Au final, les recommandations du BEA-TT sont destinées à éviter la répétition de nouveaux accidents analogues. Il subsiste néanmoins des points noirs à l’exemple des accidents aux passages à niveau (PAN), le nombre de tués ayant doublé en 2023 par rapport à l’année précédente malgré les efforts de pédagogie entrepris. Le BEA-TT a ainsi monté un groupe de travail avec l’EPSF sur les PAN: «Le contrôle-sanction automatisé de la vitesse des automobilistes a permis d’éviter 20.000 morts. Il faudra sans doute l’appliquer pour les PAN, car ce sont en général des accidents routiers…», a expliqué Jean-Damien Poncet.
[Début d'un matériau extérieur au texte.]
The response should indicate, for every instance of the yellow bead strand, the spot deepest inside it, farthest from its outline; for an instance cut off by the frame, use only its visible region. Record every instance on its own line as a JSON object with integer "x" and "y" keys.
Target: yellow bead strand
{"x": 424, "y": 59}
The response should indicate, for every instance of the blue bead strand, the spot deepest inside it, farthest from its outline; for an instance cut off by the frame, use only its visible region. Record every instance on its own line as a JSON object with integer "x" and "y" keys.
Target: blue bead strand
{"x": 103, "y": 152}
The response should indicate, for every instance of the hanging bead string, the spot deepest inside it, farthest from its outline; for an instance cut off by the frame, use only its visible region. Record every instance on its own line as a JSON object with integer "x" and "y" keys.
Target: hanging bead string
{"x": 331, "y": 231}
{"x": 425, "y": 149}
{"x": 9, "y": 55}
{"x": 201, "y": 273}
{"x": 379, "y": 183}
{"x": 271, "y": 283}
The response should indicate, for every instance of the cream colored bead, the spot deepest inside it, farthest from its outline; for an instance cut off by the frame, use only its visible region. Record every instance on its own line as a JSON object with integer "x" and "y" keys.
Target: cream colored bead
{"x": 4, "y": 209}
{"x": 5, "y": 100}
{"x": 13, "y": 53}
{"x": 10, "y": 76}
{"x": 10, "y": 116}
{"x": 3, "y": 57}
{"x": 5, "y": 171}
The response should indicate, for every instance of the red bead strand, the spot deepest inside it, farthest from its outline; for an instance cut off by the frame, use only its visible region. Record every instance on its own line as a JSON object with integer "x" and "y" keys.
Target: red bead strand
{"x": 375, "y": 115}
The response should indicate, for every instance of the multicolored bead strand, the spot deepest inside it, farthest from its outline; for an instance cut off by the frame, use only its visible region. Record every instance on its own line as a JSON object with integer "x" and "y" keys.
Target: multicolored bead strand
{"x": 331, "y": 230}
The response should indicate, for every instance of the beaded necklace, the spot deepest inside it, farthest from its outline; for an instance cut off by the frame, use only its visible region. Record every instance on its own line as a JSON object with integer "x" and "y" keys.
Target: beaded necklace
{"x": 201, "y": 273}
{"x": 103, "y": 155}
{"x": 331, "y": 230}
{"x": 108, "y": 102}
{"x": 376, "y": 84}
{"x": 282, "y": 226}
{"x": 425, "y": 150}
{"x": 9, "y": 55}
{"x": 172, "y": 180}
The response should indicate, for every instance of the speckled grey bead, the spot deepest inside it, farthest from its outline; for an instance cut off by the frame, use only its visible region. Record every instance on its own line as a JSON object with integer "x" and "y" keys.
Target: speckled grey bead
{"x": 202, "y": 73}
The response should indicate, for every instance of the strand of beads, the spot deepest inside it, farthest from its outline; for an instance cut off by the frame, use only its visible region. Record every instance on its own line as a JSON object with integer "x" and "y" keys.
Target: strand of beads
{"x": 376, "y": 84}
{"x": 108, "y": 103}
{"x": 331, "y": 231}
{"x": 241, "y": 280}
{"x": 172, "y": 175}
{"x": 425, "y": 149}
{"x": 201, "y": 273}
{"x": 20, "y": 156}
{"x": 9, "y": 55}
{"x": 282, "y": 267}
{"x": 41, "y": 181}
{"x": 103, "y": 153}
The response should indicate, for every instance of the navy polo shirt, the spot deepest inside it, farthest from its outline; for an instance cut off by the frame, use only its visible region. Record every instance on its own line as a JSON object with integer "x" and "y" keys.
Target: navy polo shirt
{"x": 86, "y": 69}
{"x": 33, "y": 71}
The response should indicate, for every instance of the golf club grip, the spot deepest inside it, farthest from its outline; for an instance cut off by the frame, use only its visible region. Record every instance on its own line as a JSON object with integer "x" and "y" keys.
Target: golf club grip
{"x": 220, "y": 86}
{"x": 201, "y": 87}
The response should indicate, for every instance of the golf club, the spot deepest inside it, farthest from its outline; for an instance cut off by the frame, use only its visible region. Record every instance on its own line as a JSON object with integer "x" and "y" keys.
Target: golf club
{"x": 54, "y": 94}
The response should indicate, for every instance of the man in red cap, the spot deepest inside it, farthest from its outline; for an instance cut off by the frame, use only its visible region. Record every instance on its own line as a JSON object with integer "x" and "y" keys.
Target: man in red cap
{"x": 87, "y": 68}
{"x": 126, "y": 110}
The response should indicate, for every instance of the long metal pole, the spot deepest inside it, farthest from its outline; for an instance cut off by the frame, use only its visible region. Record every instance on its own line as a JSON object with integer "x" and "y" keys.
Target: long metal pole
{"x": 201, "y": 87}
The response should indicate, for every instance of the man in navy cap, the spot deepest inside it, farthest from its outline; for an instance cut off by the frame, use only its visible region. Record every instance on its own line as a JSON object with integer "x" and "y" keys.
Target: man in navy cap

«La quasi-totalité des accidents résulte du franchissement d’un PAN signalant le danger par le conducteur ou le piéton, a confirmé Rodolphe Gintz, directeur général de la DGITM. Cela implique de comprendre les attitudes des usagers pour prévenir les comportements à risques et adapter notre politique en conséquence, mais cela ne doit pas devenir un frein à l’innovation». 
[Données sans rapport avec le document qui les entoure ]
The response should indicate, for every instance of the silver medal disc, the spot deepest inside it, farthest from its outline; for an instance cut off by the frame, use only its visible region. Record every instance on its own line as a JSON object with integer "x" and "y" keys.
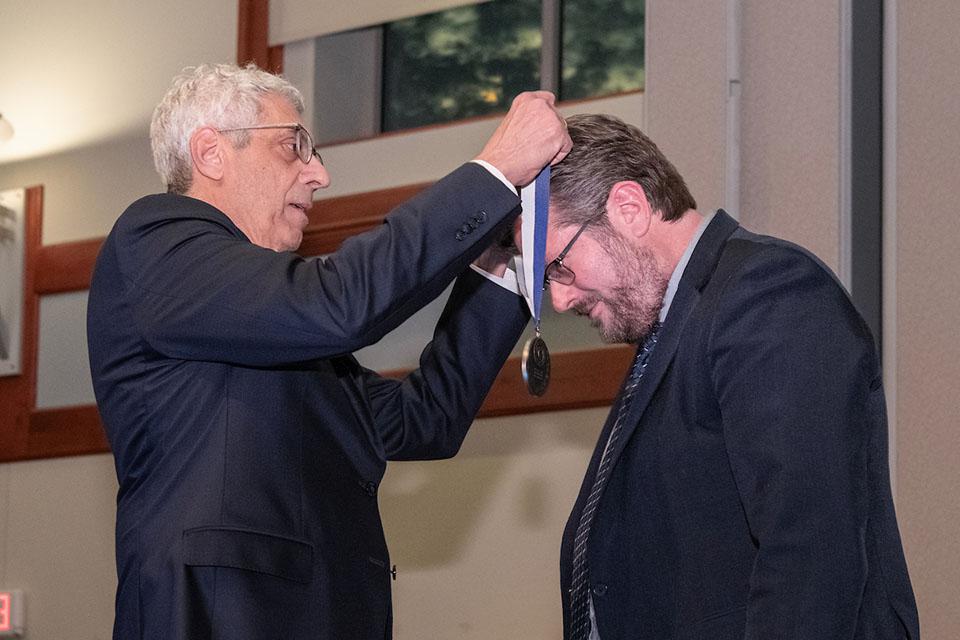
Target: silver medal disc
{"x": 535, "y": 366}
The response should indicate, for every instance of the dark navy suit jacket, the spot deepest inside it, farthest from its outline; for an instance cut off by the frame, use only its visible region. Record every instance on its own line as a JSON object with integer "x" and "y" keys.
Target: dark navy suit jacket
{"x": 249, "y": 443}
{"x": 750, "y": 495}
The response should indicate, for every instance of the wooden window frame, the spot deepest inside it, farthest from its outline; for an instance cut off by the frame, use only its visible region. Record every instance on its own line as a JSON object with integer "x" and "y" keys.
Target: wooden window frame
{"x": 27, "y": 432}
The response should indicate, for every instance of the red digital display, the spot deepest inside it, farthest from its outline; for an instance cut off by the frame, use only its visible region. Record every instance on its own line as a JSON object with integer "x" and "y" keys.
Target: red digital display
{"x": 5, "y": 616}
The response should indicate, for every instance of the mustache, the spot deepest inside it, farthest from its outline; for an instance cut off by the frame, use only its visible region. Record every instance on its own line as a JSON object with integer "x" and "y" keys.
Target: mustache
{"x": 583, "y": 307}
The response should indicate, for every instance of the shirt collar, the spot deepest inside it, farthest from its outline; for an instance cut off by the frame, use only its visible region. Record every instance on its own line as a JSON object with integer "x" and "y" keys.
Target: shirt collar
{"x": 681, "y": 265}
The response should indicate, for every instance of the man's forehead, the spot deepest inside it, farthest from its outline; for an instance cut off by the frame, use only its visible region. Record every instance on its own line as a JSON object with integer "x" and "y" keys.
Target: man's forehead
{"x": 277, "y": 109}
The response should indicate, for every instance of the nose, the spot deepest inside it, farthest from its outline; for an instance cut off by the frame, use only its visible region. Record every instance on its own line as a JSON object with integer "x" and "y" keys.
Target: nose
{"x": 561, "y": 297}
{"x": 315, "y": 174}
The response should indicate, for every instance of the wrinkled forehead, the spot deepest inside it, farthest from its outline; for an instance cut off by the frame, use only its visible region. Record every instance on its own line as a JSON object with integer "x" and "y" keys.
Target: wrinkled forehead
{"x": 275, "y": 109}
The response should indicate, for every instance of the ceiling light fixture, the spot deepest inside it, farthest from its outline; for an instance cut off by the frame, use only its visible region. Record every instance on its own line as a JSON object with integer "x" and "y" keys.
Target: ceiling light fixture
{"x": 6, "y": 130}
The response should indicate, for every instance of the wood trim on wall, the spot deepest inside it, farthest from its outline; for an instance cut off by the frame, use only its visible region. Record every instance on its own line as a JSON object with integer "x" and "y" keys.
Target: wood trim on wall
{"x": 18, "y": 393}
Les technologies aident déjà à éviter des accidents. «Le système KVB [contrôle de vitesse par balises] qui existe depuis 30 ans pour les trains, a contribué à faire baisser le niveau d’insécurité», a rappelé Laurent Cebulski, directeur général de l’EPSF. Luc Laroche, directeur de programme Innovation Système Ferroviaire du groupe SNCF, croit également à l’apport de la digitalisation pour parer, par exemple, aux risques d’incendie dans les trains à batteries avec un système de commande et de contrôle de ces batteries.

Parallèlement, cette digitalisation va aussi entraîner une augmentation des problèmes d’exploitation et de pannes liées, par exemple, à des trous dans la couverture télécom ou des risques cyber qui pourraient notamment empêcher la localisation des trains: «Il faudra prévoir des systèmes alternatifs et être capable de gérer des situations en mode dégradé avec papier et crayon…», a expliqué Luc Laroche.
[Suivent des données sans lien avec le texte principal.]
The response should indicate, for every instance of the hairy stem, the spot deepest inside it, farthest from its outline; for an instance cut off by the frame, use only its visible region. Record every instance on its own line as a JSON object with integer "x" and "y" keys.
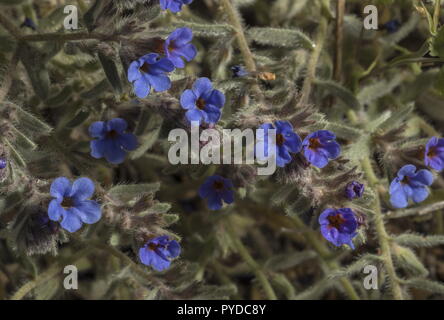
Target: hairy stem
{"x": 10, "y": 26}
{"x": 313, "y": 61}
{"x": 49, "y": 274}
{"x": 324, "y": 254}
{"x": 255, "y": 267}
{"x": 381, "y": 232}
{"x": 340, "y": 9}
{"x": 236, "y": 22}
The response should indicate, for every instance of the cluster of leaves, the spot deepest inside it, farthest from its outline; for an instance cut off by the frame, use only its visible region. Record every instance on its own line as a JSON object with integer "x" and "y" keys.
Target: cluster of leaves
{"x": 382, "y": 98}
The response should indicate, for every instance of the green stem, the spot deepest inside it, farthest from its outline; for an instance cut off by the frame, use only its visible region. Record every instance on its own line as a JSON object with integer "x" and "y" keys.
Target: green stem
{"x": 235, "y": 20}
{"x": 325, "y": 254}
{"x": 10, "y": 26}
{"x": 49, "y": 274}
{"x": 313, "y": 62}
{"x": 382, "y": 235}
{"x": 257, "y": 270}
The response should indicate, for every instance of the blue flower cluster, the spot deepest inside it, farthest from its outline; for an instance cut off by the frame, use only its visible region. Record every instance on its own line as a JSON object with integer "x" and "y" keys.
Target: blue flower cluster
{"x": 339, "y": 226}
{"x": 150, "y": 70}
{"x": 318, "y": 147}
{"x": 413, "y": 185}
{"x": 71, "y": 203}
{"x": 202, "y": 102}
{"x": 158, "y": 252}
{"x": 112, "y": 141}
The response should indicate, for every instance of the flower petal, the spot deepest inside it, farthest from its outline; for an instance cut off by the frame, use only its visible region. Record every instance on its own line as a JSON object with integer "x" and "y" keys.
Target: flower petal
{"x": 97, "y": 148}
{"x": 128, "y": 141}
{"x": 159, "y": 82}
{"x": 188, "y": 99}
{"x": 82, "y": 189}
{"x": 216, "y": 99}
{"x": 71, "y": 221}
{"x": 202, "y": 86}
{"x": 89, "y": 211}
{"x": 142, "y": 88}
{"x": 114, "y": 152}
{"x": 60, "y": 187}
{"x": 117, "y": 124}
{"x": 55, "y": 210}
{"x": 134, "y": 71}
{"x": 97, "y": 129}
{"x": 194, "y": 115}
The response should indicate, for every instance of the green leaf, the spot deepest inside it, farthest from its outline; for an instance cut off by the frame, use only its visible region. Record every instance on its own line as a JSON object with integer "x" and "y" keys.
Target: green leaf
{"x": 437, "y": 47}
{"x": 34, "y": 62}
{"x": 419, "y": 241}
{"x": 283, "y": 38}
{"x": 149, "y": 138}
{"x": 111, "y": 71}
{"x": 129, "y": 191}
{"x": 339, "y": 91}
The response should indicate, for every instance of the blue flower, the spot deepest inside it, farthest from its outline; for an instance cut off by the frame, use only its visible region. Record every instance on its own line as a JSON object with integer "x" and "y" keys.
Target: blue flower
{"x": 3, "y": 163}
{"x": 178, "y": 45}
{"x": 286, "y": 141}
{"x": 354, "y": 190}
{"x": 410, "y": 184}
{"x": 71, "y": 203}
{"x": 215, "y": 189}
{"x": 339, "y": 226}
{"x": 149, "y": 71}
{"x": 29, "y": 23}
{"x": 202, "y": 102}
{"x": 239, "y": 71}
{"x": 111, "y": 142}
{"x": 434, "y": 154}
{"x": 320, "y": 147}
{"x": 158, "y": 252}
{"x": 174, "y": 5}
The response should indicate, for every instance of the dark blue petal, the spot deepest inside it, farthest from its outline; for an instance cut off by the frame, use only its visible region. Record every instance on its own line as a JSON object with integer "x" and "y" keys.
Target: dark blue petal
{"x": 142, "y": 87}
{"x": 293, "y": 142}
{"x": 188, "y": 99}
{"x": 174, "y": 249}
{"x": 97, "y": 129}
{"x": 194, "y": 115}
{"x": 60, "y": 187}
{"x": 212, "y": 114}
{"x": 202, "y": 86}
{"x": 407, "y": 170}
{"x": 420, "y": 194}
{"x": 134, "y": 72}
{"x": 216, "y": 99}
{"x": 423, "y": 177}
{"x": 128, "y": 141}
{"x": 114, "y": 152}
{"x": 55, "y": 210}
{"x": 89, "y": 211}
{"x": 117, "y": 124}
{"x": 97, "y": 148}
{"x": 71, "y": 221}
{"x": 159, "y": 82}
{"x": 82, "y": 189}
{"x": 214, "y": 202}
{"x": 398, "y": 198}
La généralisation des automatismes comporte également de nouveaux risques: «Moins il arrive d’incidents, moins on est vigilant: comment on maintient cette nécessaire vigilance ?», s’est demandé Daniel Pfeiffer, directeur général du STRMTG (Service Technique des Remontées Mécaniques et des Transports Guidés). Cela pose notamment la question de la formation du personnel: «Si les systèmes sont très sophistiqués, l’opérateur sera peut-être moins sollicité et rencontrera moins de cas dégradés, mais est-ce qu’il saura déceler le problème et intervenir le jour où il y aura un dysfonctionnement ?», s’est interrogé Pierre Messulam, expert ferroviaire, ancien directeur des Risques, de l’audit, de la sécurité et de la sûreté du groupe SNCF.

Enfin, l’IA n’est pas considérée, à ce stade, comme un outil fiable. «Nous l’avons mise en place dans les remontées mécaniques : si elle a permis d’éviter des accidents, l’algorithme de reconnaissance d’images destiné à vérifier le bon embarquement n’est pas fiable, nous avons un taux d’erreur énorme: aujourd’hui, nous ne savons pas évaluer le niveau de sécurité de cette IA…»  a expliqué Daniel Pfeiffer. Dans le cadre du projet de train autonome de la SNCF, Luc Laroche confirme cette prudence: «Notre stratégie consiste à recourir le moins possible à l’IA et à conserver un opérateur dans le train».